A lo largo de mi vida me di cuenta que existen buenos y verdaderos padres, los que se atribuyen fácilmente tan honorable privilegio en el mejor lugar sin duda, como si realmente lo merecieran.

Otros que parten sin dar señales de vida, aquellos que sólo usan a sus hijos para presumir, los simplemente desconocidos, los que cuando le dices “estoy embarazada” te miran con cara de “no sabe, no opina” y al instante siguiente lavan sus manos cual Pilatos.

Los que sólo fueron padres resultado de algún amor pasajero en una noche ardiente y en el parpadeo huyen o no les queda más que asumir, y porqué no, sin juzgar a los que por ciertas circunstancias no pudieron serlo como mi padre, sin olvidar también a los que lamentablemente ya partieron.
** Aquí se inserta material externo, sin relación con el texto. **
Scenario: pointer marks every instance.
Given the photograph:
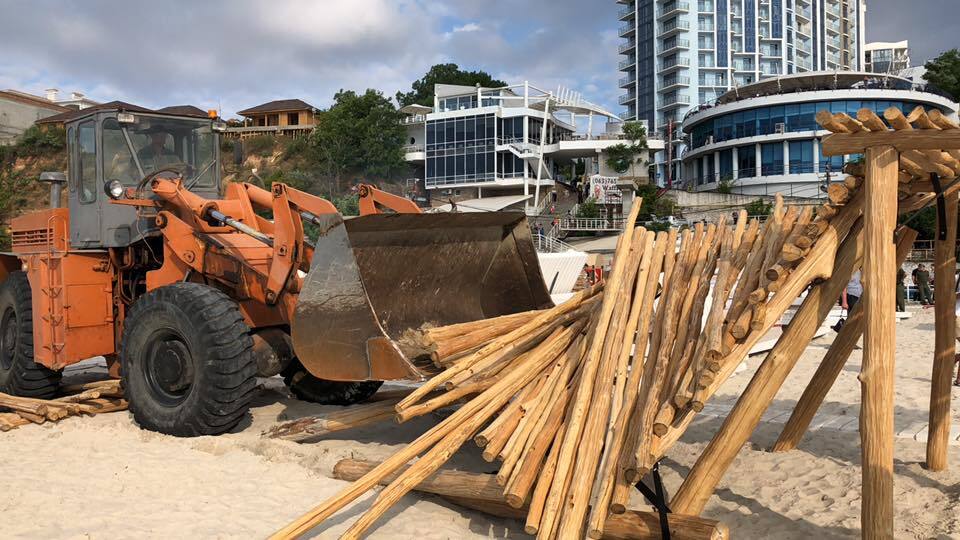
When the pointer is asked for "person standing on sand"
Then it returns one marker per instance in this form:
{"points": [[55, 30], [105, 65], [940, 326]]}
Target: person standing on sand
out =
{"points": [[901, 290], [853, 292], [921, 278]]}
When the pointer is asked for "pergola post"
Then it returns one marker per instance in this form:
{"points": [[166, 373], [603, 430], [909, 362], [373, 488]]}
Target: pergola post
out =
{"points": [[876, 376], [945, 265]]}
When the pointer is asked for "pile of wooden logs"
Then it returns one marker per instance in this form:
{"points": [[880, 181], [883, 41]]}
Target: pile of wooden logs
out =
{"points": [[90, 398], [578, 402]]}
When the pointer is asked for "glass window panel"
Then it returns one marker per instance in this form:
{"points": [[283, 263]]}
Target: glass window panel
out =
{"points": [[87, 148]]}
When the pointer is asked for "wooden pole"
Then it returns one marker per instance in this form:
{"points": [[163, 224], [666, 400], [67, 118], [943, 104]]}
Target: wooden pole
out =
{"points": [[468, 489], [833, 362], [743, 419], [876, 376], [945, 266]]}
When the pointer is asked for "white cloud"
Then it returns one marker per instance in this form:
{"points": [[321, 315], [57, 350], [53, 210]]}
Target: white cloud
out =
{"points": [[244, 52]]}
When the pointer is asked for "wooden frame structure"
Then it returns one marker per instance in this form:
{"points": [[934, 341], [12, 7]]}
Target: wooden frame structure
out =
{"points": [[580, 401]]}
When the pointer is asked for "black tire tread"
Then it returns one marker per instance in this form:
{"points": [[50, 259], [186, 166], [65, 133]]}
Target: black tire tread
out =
{"points": [[229, 369], [26, 378], [306, 387]]}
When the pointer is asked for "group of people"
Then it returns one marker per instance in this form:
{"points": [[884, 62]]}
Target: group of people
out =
{"points": [[921, 280]]}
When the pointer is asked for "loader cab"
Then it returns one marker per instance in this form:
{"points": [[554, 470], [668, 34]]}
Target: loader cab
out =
{"points": [[110, 147]]}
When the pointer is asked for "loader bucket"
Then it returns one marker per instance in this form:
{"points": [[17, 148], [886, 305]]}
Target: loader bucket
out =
{"points": [[373, 277]]}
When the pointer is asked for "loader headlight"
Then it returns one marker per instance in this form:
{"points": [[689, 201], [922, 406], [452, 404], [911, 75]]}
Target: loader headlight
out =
{"points": [[114, 189]]}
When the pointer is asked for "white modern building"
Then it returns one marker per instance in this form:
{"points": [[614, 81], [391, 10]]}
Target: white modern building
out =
{"points": [[513, 141], [887, 57], [762, 139], [679, 54]]}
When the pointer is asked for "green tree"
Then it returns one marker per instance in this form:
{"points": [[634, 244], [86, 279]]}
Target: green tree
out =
{"points": [[625, 157], [758, 207], [655, 203], [944, 72], [360, 135], [421, 91]]}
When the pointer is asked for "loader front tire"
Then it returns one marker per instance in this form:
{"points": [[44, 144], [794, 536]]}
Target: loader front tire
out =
{"points": [[19, 374], [187, 362], [306, 387]]}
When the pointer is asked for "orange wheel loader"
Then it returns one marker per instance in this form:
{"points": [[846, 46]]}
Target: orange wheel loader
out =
{"points": [[191, 289]]}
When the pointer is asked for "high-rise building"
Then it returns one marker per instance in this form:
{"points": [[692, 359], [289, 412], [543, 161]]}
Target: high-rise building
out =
{"points": [[680, 54], [887, 58]]}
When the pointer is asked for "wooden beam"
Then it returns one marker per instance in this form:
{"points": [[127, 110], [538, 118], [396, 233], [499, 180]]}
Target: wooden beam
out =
{"points": [[876, 376], [917, 139], [481, 492], [832, 363], [710, 467], [945, 339]]}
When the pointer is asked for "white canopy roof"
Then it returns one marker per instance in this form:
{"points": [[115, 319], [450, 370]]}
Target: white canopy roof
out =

Peor esos que no lo pueden ser porque las madres condicionan el tema del dinero para dejarlos ser padres. Algo que no comparto.

Por ende todos ellos, en muchos casos, poco valorados, por el hijo, la madre o la misma sociedad.

Existen de todo, pero no a todos se les da eso de ser papá.

Pero qué; de aquellos que sin haber engendrado un hijo asumen sin reparo alguno ese lugar, con coraje, amor y compromiso.

Esa es una parte de mi historia…

Yo no crecí con mi padre, tampoco con mi madre, ellos me dejaron al cuidado de mis abuelos y una tía; desde el mes de nacida, por salud me dijeron, mis otros 3 hermanos sí crecieron juntos y con ellos.

Conservo unas fotos amarillas en las que aparezco con mi papá, por ejemplo de mi bautizo y de una reunión del nido, si no las tuviese, ese recuerdo en mí memoria no existiría.

No recuerdo sus caricias, sus atenciones, no tengo recuerdos de una relación padre e hija, lo que si recuerdo es una escena tierna, consecuencia de una travesura que hice en una de sus visitas.

Era curiosa, no estaba quieta, quizá era la alegría de ver a mis padres aunque sea corto el tiempo me hacían hacer cosas por llamar su atención, sucedió que presioné el botón de una máquina cortadora sin darme cuenta que su mano de mi papá estaba apoyada sobre la mesa de ella y corté su dedo medio, pudo haberlo perdido por completo, todos gritaban por el accidente, mi madre lloraba culpándome, corrían los demás a auxiliarlo, ¡qué escándalo!, yo tendría 5 o 6 años pienso, era muy pequeña, me asusté mucho, y durante esos eternos minutos de terror, llevo de mi padre grabada su mirada, su sonrisa, su tranquilidad diciendo “no ha pasado nada”, todo porque yo esté tranquila, por atenuar mi carita de susto y preocupación. No perdió el dedo, tampoco quedó igual.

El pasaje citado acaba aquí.